We will need to refine our build setup to use the LLVM library. This will be discussed in building our interpreter.
The first thing we define is a new binding to create modules. In some versions of the OCaml bindings (at least the 2.6), the provided binding for create_module
has a bug.
OCaml bindings have two parts, an OCaml external
declaration and a C wrapper.
In LLVM 2.6, the OCaml external declaration has two arguments: an LLVM context and a string for the name. However, the corresponding C code has only one: the name. The C wrapper then pass the context instead of the name to LLVMModuleCreateWithName
. This results in a wrong module name, or even crashes.
Our C wrapper is
#include <caml/mlvalues.h> #include <llvm-c/Core.h> CAMLprim LLVMModuleRef llvm_create_module_fixed(LLVMContextRef c, value id) { return LLVMModuleCreateWithNameInContext(String_val(id), c); }
The corresponding external declaration in Llvm_utils
is
external create_module : llcontext -> string -> llmodule = "llvm_create_module_fixed"
A lot of LLVM functions take a context argument, but we will just use the global context. Profiting from the fact that OCaml definitions are not recursive by default (they need the rec
keyword to be recursive), we re-define a bunch of functions to avoid the need to pass the global context explicitly. Along the way, we define an int_type
type to represent native integers, whether that means 32 or 64 bits.

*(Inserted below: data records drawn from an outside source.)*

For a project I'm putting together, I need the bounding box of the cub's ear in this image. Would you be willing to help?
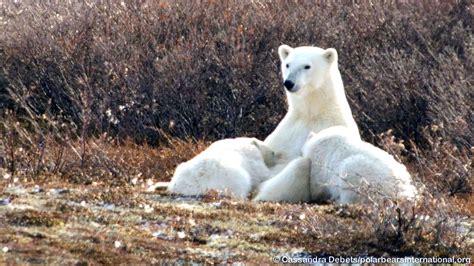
[278,44,293,61]
[323,48,337,63]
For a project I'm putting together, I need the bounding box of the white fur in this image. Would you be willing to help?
[253,157,311,203]
[303,126,417,203]
[265,45,359,160]
[168,138,280,199]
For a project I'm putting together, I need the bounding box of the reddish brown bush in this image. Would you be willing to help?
[0,1,474,194]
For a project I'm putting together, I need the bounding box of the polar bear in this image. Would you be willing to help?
[265,45,359,160]
[168,138,285,199]
[302,126,417,204]
[253,157,311,203]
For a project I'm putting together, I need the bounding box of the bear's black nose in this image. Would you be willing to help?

(** {2 De-contextified types} *) let void_type = void_type (global_context ()) let double_type = double_type (global_context ()) let i1_type = i1_type (global_context ()) let i8_type = i8_type (global_context ()) let i16_type = i16_type (global_context ()) let i32_type = i32_type (global_context ()) let i64_type = i64_type (global_context ()) (** Native integer type. *) let int_type = match Sys.word_size with 32 -> i32_type | 64 -> i64_type | _ -> failwith "int_type: unsupported word size" (** {2 De-contextified functions} *) let builder_at_end = builder_at_end (global_context ()) let const_stringz = const_stringz (global_context ()) let create_module = create_module (global_context ())
Finally, we define some helper functions and values. A i32
zero for use with the getelementptr
instruction, two functions to lookup global variables or functions in a module, raising an exception if it is not found instead of returning an option
type (for cases when we are sure the function or global variable is defined), and a function to allocate strings locally (see basic compilation).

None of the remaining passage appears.